Publication bias might also play a role, as negative results are less likely to be published. Because of the limited number of studies per variable we could not test publication bias with a funnel plot. 65 There is also no formal way to assess selective reporting bias. If an article does not provide the crude data or effect estimates of non‐significant results, their findings could not be used in this review.
There is heterogeneity between the tumor and treatment characteristics in the study populations, as well as in follow‐up time and the outcome measures that were used (Table 1). The three outcome measures were the number of recurrences discovered during the follow‐up time, the 2‐year local control rate, and the 5‐year local control rate. No differentiation was made based on the outcome, since most laryngeal and hypopharyngeal recurrences present within 2 years after treatment. 8 , 66 As for tumor characteristics, the prognostic value of different variables is likely to vary between different locations or tumor classifications, which might have affected the results.
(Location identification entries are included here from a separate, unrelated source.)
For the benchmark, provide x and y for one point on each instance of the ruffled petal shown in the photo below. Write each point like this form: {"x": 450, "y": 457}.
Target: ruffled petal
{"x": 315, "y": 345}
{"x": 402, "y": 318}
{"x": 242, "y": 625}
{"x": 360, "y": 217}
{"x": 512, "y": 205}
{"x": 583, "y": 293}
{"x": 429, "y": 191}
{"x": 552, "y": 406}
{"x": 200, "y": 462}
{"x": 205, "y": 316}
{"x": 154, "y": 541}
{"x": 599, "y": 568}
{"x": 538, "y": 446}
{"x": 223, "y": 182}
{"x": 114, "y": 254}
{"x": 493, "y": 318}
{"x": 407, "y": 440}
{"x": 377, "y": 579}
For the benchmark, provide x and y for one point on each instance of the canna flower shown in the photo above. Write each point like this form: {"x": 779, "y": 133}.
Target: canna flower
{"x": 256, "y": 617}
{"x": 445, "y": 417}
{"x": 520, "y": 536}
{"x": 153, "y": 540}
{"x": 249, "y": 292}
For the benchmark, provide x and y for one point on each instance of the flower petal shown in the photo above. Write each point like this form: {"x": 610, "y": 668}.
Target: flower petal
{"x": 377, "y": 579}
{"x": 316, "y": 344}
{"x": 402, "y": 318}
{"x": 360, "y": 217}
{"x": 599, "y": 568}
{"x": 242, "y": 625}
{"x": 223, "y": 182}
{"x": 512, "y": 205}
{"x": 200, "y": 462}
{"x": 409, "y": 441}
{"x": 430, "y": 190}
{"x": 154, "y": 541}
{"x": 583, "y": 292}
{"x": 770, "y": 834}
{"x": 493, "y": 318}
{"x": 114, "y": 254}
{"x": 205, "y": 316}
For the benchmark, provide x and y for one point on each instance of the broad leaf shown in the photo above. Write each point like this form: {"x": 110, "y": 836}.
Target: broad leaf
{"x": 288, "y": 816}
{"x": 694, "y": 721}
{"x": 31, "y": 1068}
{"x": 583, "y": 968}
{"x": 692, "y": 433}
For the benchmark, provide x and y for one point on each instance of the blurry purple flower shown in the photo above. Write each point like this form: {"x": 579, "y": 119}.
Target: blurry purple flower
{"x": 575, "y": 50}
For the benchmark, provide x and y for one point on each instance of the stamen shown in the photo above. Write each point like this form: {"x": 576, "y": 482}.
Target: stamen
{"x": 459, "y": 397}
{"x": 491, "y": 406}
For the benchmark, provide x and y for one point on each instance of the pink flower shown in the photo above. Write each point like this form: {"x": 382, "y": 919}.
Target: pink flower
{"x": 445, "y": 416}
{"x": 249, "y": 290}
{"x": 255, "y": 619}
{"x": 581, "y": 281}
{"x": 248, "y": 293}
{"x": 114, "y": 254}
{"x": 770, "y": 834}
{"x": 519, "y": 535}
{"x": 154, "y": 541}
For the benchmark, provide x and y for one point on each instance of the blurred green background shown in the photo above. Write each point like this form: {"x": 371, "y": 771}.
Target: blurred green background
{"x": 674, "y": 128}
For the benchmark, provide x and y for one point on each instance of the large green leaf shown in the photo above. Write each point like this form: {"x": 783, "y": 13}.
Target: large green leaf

However, this review aimed to find prognostic imaging factors for all laryngeal and hypopharyngeal tumors and an inverse variance random effects model was applied to adjust for variation between studies. More research is needed to allow for further stratification.
We also noticed that only a few articles reported the time between the pretreatment imaging and the start of treatment (6 of the 23 studies articles). And when they did, this time could be quite long (one study reported an average of 43 days between imaging and start of treatment 38 ). In this time period tumors will likely grow, causing discrepancies between the tumor on pretreatment imaging and the tumor at the start of treatment. Future studies assessing the prognostic value of imaging factors should report on the interval between imaging and treatment and aim to keep this time as short as possible.
Pretreatment tumor volume determined on CT has clear prognostic value in laryngeal and hypopharyngeal carcinoma treated with radiotherapy. Due to heterogeneity in study populations and methodology, no conclusions can be drawn on optimal cut‐off points.
On CT, there is strong evidence for the prognostic value of anterior and posterior commissure involvement, subglottic extension, and arytenoid cartilage extension. Moderate evidence was found for pre‐epiglottic space involvement, paraglottic space involvement and cricoid cartilage involvement as prognostic factors on CT. On MRI, a moderate level of evidence was only found for tumor volume and pre‐epiglottic space involvement. This is partly due to the low number of articles studying prognostic imaging variables on MRI. More research is needed in order to accurately assess the prognostic power of MR imaging variables.
Data sharing not applicable ‐ no new data generated.